Weekend Forecast for December 27-29, 2013
By Reagen Sulewski
December 24, 2013
A life-affirming story with a touch of Forrest Gump, it seemed well placed to grab family audiences. That was until the reviews started pouring in with a decidedly meh bent. Not so much saccharine as trite, the film reaches for heights it can't achieve, per a lot of the reviews. That's not always going to matter, but the lack of amazing reviews does likely prevent it from reaching blockbuster status. Christmas week should be good to the film, and I'd expect about $38 million over five days, with $18 million in three.
A number of actors seem stuck in the idea of giving their audiences exactly what they used to want, years after their box office prime has passed them. None seems to have embraced this idea more than Sylvester Stallone, who has gone back to the well for multiple characters, and then invented new similar characters to those to double up on the idea. In Grudge Match, he does it again, and brings Robert DeNiro along for the ride to do the same thing. The two actors play aging (aging, aging) boxers (named “Billy The Kid” and “Razor Sharp” proving Stallone hasn't lost his affinity for horrible, obviously after-the-fact nicknames) who after a long rivalry that saw them lose only one fight – to each other – are enticed back into the ring after a scrap between the two goes viral. So it's Rocky vs. Raging Bull, meets On Golden Pond.
I'm sort of torn between this being kind of fun and kind of sad – maybe it's both – but it's telling to me that the best parts of the ads is the interplay between Alan Arkin and Kevin Hart. Like, are you truly interested in who the movie thinks will win this hypothetical boxing match? Never has the central conceit of a movie mattered so little. However, as The Expendables and Last Vegas show, these two lead actors still have a little gas in the tank. Not a lot, I'm saying, but a little. Despite bad reviews, Grudge Match should manage $25 million in five days, and $14 million in three.
Action is handled by 47 Ronin, a fantastical take on the real-life event of a group of master-less samurai who took revenge in 18th century Japan.

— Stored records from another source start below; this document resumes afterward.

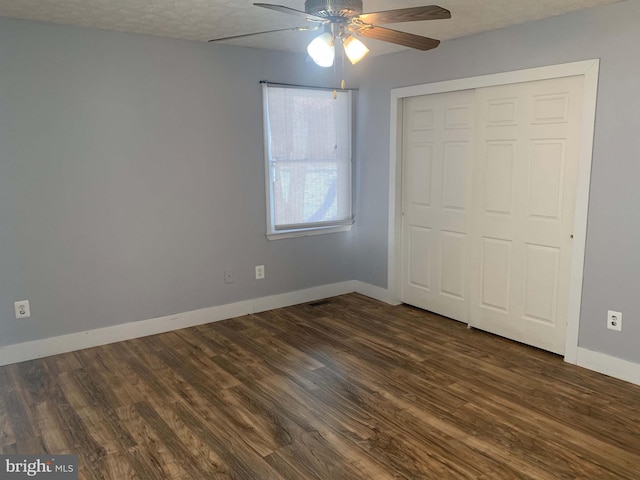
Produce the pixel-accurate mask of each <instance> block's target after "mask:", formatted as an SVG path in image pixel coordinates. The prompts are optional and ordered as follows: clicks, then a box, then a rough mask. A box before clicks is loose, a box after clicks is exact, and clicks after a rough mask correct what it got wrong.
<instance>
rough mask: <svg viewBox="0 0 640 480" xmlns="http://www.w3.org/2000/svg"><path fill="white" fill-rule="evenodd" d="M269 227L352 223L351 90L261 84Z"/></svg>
mask: <svg viewBox="0 0 640 480" xmlns="http://www.w3.org/2000/svg"><path fill="white" fill-rule="evenodd" d="M263 95H264V113H265V153H266V162H267V172H268V181H267V183H268V187H267V188H268V197H269V198H268V201H269V205H268V212H267V216H268V220H269V221H268V230H269V231H268V233H269V234H275V233H278V232H287V231H295V230H309V229H326V228H330V227H336V226H340V225H351V224H352V223H353V221H352V213H351V101H352V100H351V92H349V91H346V92H345V91H340V92H337V98H334V92H333V91H331V90H321V89H309V88H302V87H287V86H280V85H270V84H263Z"/></svg>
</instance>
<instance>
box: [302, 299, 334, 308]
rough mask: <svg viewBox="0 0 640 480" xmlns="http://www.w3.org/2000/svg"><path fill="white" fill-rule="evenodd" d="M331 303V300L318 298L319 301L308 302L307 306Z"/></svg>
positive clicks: (328, 304)
mask: <svg viewBox="0 0 640 480" xmlns="http://www.w3.org/2000/svg"><path fill="white" fill-rule="evenodd" d="M330 303H331V300H318V301H317V302H311V303H307V306H309V307H320V306H322V305H329V304H330Z"/></svg>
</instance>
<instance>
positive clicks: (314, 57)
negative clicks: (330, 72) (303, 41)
mask: <svg viewBox="0 0 640 480" xmlns="http://www.w3.org/2000/svg"><path fill="white" fill-rule="evenodd" d="M307 52H308V53H309V56H310V57H311V58H312V59H313V61H314V62H316V64H318V65H320V66H321V67H330V66H332V65H333V61H334V59H335V58H336V47H335V43H334V41H333V37H332V36H331V34H330V33H329V32H325V33H323V34H322V35H318V36H317V37H316V38H314V39H313V40H312V41H311V43H310V44H309V46H308V47H307Z"/></svg>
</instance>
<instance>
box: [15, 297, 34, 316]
mask: <svg viewBox="0 0 640 480" xmlns="http://www.w3.org/2000/svg"><path fill="white" fill-rule="evenodd" d="M13 306H14V308H15V310H16V318H28V317H30V316H31V310H30V308H29V300H20V301H19V302H15V303H14V304H13Z"/></svg>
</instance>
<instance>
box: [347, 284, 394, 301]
mask: <svg viewBox="0 0 640 480" xmlns="http://www.w3.org/2000/svg"><path fill="white" fill-rule="evenodd" d="M354 283H355V291H356V292H358V293H361V294H362V295H366V296H367V297H369V298H374V299H376V300H380V301H381V302H385V303H388V304H390V305H399V303H395V302H392V301H391V295H390V294H389V290H387V289H386V288H382V287H377V286H375V285H371V284H370V283H364V282H360V281H358V280H356V281H355V282H354Z"/></svg>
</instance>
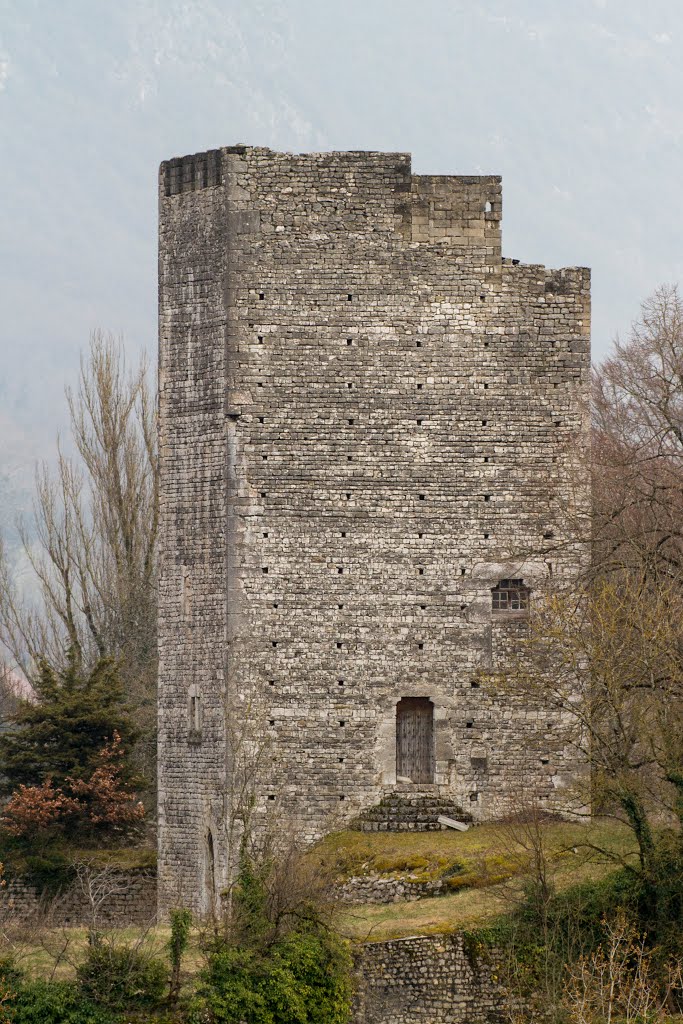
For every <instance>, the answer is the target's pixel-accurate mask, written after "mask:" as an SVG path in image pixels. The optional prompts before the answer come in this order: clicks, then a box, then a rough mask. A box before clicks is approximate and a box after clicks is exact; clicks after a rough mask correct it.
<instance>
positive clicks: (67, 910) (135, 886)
mask: <svg viewBox="0 0 683 1024" xmlns="http://www.w3.org/2000/svg"><path fill="white" fill-rule="evenodd" d="M100 885H102V886H104V887H105V889H106V895H105V896H104V897H103V898H102V900H101V903H100V904H99V906H98V910H97V923H98V924H99V925H100V926H102V927H127V926H128V925H139V926H141V927H146V926H151V925H153V924H154V923H155V922H156V920H157V872H156V870H155V869H154V868H139V869H131V870H127V871H123V870H122V871H116V872H113V873H112V874H111V876H110V877H109V878H108V879H106V881H105V882H104V881H102V882H101V883H100ZM102 895H103V894H102ZM96 896H97V902H98V903H99V899H98V897H99V892H97V893H96ZM0 918H1V919H3V920H4V921H5V922H8V921H12V920H18V921H29V920H31V919H36V920H40V921H45V923H49V925H50V926H52V927H61V926H77V925H88V924H89V923H90V922H91V921H92V904H91V902H90V900H89V899H88V898H87V896H86V894H85V892H84V889H83V888H82V887H81V885H80V884H79V883H78V882H74V883H73V884H72V885H70V886H69V887H68V888H67V889H65V890H63V891H62V892H59V893H56V894H53V895H49V896H48V895H41V893H40V890H39V889H38V887H37V886H35V885H34V884H33V883H31V882H30V881H29V880H27V879H10V880H8V882H7V885H6V887H5V888H4V889H1V890H0Z"/></svg>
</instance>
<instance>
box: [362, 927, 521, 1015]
mask: <svg viewBox="0 0 683 1024" xmlns="http://www.w3.org/2000/svg"><path fill="white" fill-rule="evenodd" d="M355 965H356V978H357V988H356V997H355V1006H354V1013H353V1024H465V1022H467V1024H477V1022H482V1024H483V1022H485V1024H492V1022H494V1021H497V1020H503V1019H505V1015H504V1000H505V995H504V992H503V989H502V987H501V985H500V984H499V982H498V980H497V973H496V968H495V958H492V957H490V956H485V957H484V956H481V954H480V953H478V952H477V951H476V950H475V949H474V948H470V947H469V946H468V940H467V938H466V937H465V936H463V935H430V936H421V937H415V938H407V939H394V940H393V941H390V942H370V943H367V944H366V945H364V946H360V947H359V948H358V950H357V952H356V958H355Z"/></svg>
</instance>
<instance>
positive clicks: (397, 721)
mask: <svg viewBox="0 0 683 1024" xmlns="http://www.w3.org/2000/svg"><path fill="white" fill-rule="evenodd" d="M396 775H402V776H403V777H404V778H410V779H411V781H412V782H428V783H431V782H433V781H434V706H433V703H432V702H431V700H430V699H429V697H403V698H402V699H401V700H399V701H398V703H397V705H396Z"/></svg>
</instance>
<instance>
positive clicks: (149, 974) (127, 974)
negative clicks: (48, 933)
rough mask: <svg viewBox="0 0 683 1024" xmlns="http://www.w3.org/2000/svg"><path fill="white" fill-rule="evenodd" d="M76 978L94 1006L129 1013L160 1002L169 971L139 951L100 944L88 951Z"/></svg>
mask: <svg viewBox="0 0 683 1024" xmlns="http://www.w3.org/2000/svg"><path fill="white" fill-rule="evenodd" d="M77 977H78V982H79V986H80V989H81V992H82V993H83V994H84V995H85V996H86V997H87V998H89V999H92V1001H93V1002H96V1004H99V1005H101V1006H103V1007H110V1008H112V1009H117V1010H118V1009H121V1010H126V1011H128V1010H133V1009H136V1008H147V1007H153V1006H155V1005H156V1004H157V1002H159V1001H160V999H161V998H162V995H163V993H164V990H165V987H166V983H167V980H168V970H167V968H166V965H165V964H164V963H163V962H162V961H160V959H156V958H155V957H153V956H150V955H148V953H145V952H143V951H141V950H140V949H135V948H131V947H129V946H124V945H111V944H109V943H98V944H96V945H93V946H90V948H89V949H88V954H87V956H86V958H85V961H84V962H83V964H81V965H80V966H79V968H78V971H77Z"/></svg>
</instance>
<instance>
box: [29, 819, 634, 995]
mask: <svg viewBox="0 0 683 1024" xmlns="http://www.w3.org/2000/svg"><path fill="white" fill-rule="evenodd" d="M530 831H532V829H530ZM541 835H542V840H543V844H544V849H545V851H546V858H547V863H548V870H549V877H550V881H551V882H552V884H553V885H554V886H555V887H556V888H557V889H558V890H562V889H566V888H568V887H569V886H572V885H577V884H579V883H582V882H587V881H590V880H593V879H598V878H600V877H602V876H604V874H605V873H606V872H608V871H609V870H612V869H613V867H614V866H616V864H617V863H620V862H624V861H629V860H630V859H631V858H633V857H635V845H634V843H633V839H632V836H631V833H630V831H629V830H628V829H627V828H626V827H625V826H624V825H621V824H618V823H617V822H614V821H611V820H607V819H596V820H594V821H593V822H591V823H590V824H570V823H567V822H561V821H548V822H545V823H544V824H543V825H542V827H541ZM528 838H529V829H528V828H525V826H523V825H512V824H485V825H478V826H476V827H473V828H471V829H470V830H469V831H467V833H456V831H443V833H368V834H366V833H356V831H343V833H335V834H333V835H331V836H328V837H327V838H326V839H325V840H323V842H321V843H319V844H318V845H317V846H316V847H315V848H314V849H313V850H312V851H311V853H310V856H311V857H312V858H315V859H317V860H318V861H319V863H321V865H322V866H323V867H324V868H325V870H326V873H327V872H328V871H330V872H331V873H332V874H333V876H334V877H336V878H338V879H340V880H343V879H345V878H349V877H351V876H356V874H382V876H384V877H395V878H402V879H403V880H407V881H409V882H410V881H413V882H415V883H419V882H425V881H429V880H435V879H444V880H445V882H446V894H445V895H442V896H437V897H432V898H425V899H420V900H400V901H398V902H396V903H389V904H365V905H359V906H352V907H345V908H343V909H342V910H341V912H340V918H339V923H338V924H339V927H340V930H341V931H342V933H343V934H344V935H345V936H347V937H348V938H349V939H351V940H354V941H380V940H382V939H388V938H395V937H399V936H407V935H426V934H430V933H436V932H452V931H459V930H463V929H474V928H477V927H481V926H484V925H486V924H489V923H490V922H493V921H494V920H495V919H496V918H498V916H500V915H501V914H503V913H506V912H507V911H509V910H510V909H511V908H512V907H513V906H514V905H515V904H516V903H518V902H519V900H520V898H521V883H522V874H523V872H524V871H525V870H526V869H527V867H528V861H529V850H528V845H529V844H528ZM596 848H599V849H600V850H602V851H604V852H603V853H599V852H598V850H596ZM81 854H82V855H83V857H84V858H85V856H86V854H87V856H88V858H94V859H95V860H96V863H97V864H98V865H104V864H116V865H120V866H129V867H145V866H152V864H153V863H154V851H150V850H139V849H138V850H134V849H133V850H114V851H106V850H98V851H81ZM113 934H115V935H116V939H117V941H122V942H123V941H128V942H136V941H139V940H142V941H143V942H144V944H145V946H146V947H147V948H148V949H151V950H152V951H153V952H154V953H155V954H156V955H161V956H165V955H166V946H167V943H168V939H169V935H170V930H169V928H168V927H167V926H166V925H164V926H159V927H157V928H154V929H150V930H148V931H146V932H143V931H142V930H141V929H136V928H128V929H119V930H114V931H113ZM86 943H87V933H86V930H85V929H84V928H69V929H54V930H49V931H48V930H44V931H42V932H41V934H40V935H38V934H32V933H31V929H30V928H27V930H26V934H25V935H24V937H23V938H19V939H18V940H17V941H16V943H15V952H16V955H17V963H18V966H19V967H20V968H23V969H24V970H26V971H28V973H30V974H31V975H33V976H42V977H50V976H53V977H55V978H58V979H69V978H72V977H74V971H75V965H76V964H78V962H79V961H80V959H82V957H83V955H84V953H85V948H86ZM200 946H201V943H200V935H199V932H197V931H194V932H193V936H191V940H190V944H189V948H188V951H187V954H186V957H185V959H184V964H183V966H184V971H183V974H185V976H186V980H189V979H190V978H191V976H193V975H195V974H196V973H197V972H198V971H199V970H200V968H201V966H202V964H203V956H202V951H201V948H200Z"/></svg>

This version has dragons and witches and such, which I'm pretty sure we'd have heard about if it happened that way. Just sayin'. But hey, it's a martial arts movie so let's all just relax.
The biggest (and, really, only) name you'll recognize from the cast of avenging samurai is Keanu Reeves – who to be fair, does have Asian ancestry – with Rinko Kikuchi playing a main antagonist. On this, and a wide array of special effects, was a mind-boggling $225 million budget wagered. I know, I don't get it either. I suppose the bet was really about international box office, but that appears to be failing as well, as an early opening in Japan was thoroughly underwhelming. Reviews are abysmal, and the ads are less than clear about the plot of the film. There seems to be a hope that you'll be so dazzled by the eye candy that you'll just wander in, but there's little chance of that. This looks like a major bomb in the making, with about $17 million in five days, and $10 million in three.